The criminal investigation turned up no proof that county workers or supervisors had received cash in return for the dirt that had been taken from retention ponds during routine maintenance, nor did it give any indication that favoritism was involved.
But it did find that county workers received hamburgers, pizzas, sodas, sunglasses and cash to buy lunch from various contractors who were benefiting from the surplus fill dirt.
Following a tip, the sheriff's office began investigating the department several months ago. That probe was recently concluded without criminal charges.
County Administrator David Hamilton wanted a closer look and Peggy Prentice, audit services director for the Clerk of the Circuit Court Karen Nicolai, examined the situation. The results were released this week.
In a memo to Charles Mixson, director of public works, Prentics said that the department "lacked inventory control'' in the way it disposed of the dirt, called "Florida gold'' during the building boom.
"Fill dirt, a surplus commodity of value, was sold or given away to contractors, and possibly the public, yet there is no known record of these actual transactions,'' in possible violation of state law, she wrote.
She tells Mixson, "it may be prudent'' to write several new policies, a finding echoed by Nicolai. "I think it was a sign of the times that something had value and we had to develop policies and procedures to deal with it,'' Nicolai said.
One policy should tell employees that they are not authorized to accept cash or items of value in exchange for county assets. Another should make it clear that if contractors or others are allowed to dig on county property, they should provide the county with proof of insurance, the document stated.
The investigation showed that, in some cases, the county would allow contractors to do the maintenance on drainage areas themselves for no cost but they could keep the fill dirt afterwards.
Mixson said Thursday that he was preparing a response and was also preparing a new policy "so that there won't be any misunderstanding.''
Hamilton said he is concerned about the latest problems with Mixson's department. He said handling basic tasks such as disposing of surplus dirt should be simple, especially for someone with Mixson's long tenure with the county.
"I quite honestly expect more'' from a department head, Hamilton told the Times. "I anticipate having a frank discussion with Mr. Mixson in the near future.''
Mixson strongly defended how his department had handled surplus dirt in the past. Before the building boom of 2005 and since the bust that followed, he said, surplus dirt has been a waste product that had to be hauled to the landfill, costing the county money for trucking and for hauling.

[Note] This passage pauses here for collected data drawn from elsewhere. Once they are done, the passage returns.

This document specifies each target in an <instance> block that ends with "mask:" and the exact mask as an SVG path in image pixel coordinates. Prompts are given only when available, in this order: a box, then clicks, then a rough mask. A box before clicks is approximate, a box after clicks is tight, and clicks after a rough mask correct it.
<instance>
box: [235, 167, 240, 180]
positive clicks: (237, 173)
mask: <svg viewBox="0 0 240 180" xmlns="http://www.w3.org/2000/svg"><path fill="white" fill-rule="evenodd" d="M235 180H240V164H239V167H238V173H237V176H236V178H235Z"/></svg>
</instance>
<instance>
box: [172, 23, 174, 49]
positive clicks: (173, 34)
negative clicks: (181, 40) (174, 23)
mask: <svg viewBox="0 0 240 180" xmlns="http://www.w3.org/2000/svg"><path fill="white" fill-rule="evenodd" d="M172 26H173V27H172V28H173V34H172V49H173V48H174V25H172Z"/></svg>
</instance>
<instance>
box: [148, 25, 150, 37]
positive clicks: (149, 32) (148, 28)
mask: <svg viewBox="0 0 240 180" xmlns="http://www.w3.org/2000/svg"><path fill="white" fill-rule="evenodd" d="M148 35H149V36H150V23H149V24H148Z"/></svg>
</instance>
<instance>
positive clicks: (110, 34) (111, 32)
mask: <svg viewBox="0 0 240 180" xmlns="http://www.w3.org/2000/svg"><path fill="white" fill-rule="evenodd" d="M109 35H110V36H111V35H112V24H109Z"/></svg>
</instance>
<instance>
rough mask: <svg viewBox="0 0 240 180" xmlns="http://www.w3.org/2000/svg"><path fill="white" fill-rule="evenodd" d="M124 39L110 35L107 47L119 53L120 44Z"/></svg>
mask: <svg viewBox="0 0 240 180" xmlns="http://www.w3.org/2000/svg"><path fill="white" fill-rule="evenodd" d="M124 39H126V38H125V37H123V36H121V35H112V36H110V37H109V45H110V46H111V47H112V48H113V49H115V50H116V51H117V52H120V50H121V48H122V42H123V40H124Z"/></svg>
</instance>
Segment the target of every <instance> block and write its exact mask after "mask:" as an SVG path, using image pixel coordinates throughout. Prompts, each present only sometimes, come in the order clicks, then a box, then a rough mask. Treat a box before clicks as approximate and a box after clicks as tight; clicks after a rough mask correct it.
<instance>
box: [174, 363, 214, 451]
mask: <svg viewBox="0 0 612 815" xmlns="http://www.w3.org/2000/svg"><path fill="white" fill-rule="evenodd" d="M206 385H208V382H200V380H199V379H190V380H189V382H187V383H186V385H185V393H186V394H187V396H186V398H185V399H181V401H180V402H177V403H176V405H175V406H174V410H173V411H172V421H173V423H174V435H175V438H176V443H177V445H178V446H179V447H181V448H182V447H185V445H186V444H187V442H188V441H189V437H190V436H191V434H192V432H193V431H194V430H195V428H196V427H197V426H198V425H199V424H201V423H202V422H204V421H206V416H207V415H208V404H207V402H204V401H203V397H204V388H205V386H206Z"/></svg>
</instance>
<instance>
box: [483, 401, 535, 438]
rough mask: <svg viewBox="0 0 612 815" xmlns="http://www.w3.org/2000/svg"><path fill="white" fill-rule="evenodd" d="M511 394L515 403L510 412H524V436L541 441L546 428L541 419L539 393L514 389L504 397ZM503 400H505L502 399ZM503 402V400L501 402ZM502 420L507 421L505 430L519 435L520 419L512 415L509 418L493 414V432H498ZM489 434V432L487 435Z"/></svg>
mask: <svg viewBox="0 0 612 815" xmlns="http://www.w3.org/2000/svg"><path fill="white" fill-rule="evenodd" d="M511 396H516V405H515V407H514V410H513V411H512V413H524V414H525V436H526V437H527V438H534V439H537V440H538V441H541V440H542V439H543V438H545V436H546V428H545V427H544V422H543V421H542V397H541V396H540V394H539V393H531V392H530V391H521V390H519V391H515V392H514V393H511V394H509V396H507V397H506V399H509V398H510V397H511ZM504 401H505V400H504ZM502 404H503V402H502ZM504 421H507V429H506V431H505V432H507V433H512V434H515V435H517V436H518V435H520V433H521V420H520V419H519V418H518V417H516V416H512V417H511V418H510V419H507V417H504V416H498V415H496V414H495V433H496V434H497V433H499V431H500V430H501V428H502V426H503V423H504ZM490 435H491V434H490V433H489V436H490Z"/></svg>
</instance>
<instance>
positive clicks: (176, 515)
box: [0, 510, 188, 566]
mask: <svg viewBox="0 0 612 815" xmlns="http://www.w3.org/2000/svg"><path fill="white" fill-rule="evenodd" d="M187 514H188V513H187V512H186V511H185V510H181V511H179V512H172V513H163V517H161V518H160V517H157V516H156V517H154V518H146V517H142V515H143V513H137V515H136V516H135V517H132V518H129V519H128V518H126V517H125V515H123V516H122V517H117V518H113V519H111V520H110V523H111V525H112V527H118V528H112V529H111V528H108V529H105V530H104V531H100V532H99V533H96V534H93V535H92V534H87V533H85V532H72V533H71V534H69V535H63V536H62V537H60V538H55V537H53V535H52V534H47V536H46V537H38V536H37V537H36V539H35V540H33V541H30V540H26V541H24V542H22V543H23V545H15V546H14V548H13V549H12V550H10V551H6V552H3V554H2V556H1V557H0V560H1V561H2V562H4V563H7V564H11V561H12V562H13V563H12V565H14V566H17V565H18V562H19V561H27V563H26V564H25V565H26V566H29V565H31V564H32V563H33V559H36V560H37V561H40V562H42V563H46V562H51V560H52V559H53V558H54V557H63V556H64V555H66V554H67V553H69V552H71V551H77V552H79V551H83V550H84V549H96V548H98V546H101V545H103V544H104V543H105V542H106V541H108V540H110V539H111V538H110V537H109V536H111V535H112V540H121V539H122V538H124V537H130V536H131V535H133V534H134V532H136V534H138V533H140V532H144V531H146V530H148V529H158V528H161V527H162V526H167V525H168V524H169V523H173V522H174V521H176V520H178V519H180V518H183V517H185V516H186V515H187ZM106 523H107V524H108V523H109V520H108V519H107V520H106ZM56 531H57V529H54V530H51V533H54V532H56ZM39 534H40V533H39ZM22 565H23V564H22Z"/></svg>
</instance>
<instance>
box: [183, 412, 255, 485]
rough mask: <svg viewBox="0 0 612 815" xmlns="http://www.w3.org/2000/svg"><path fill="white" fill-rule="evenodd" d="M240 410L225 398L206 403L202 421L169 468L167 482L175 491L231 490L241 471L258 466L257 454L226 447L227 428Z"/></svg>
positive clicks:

County workers were grateful to find contractors or the public to haul off the dirt. When the dirt suddenly was in demand as fill for construction sites, Mixson said that his department pushed to seek bids to sell it.
As for the pizzas, food and other small gifts received by the county workers, Mixson said the county's existing policy allowed workers to accept small items and that the workers did not make the decisions on who got the dirt. Supervisors did.
Mixson said with the current slump in building, the surplus dirt has turned into a waste product again. "If we offered it today, how many takers do you think we would have?'' he said.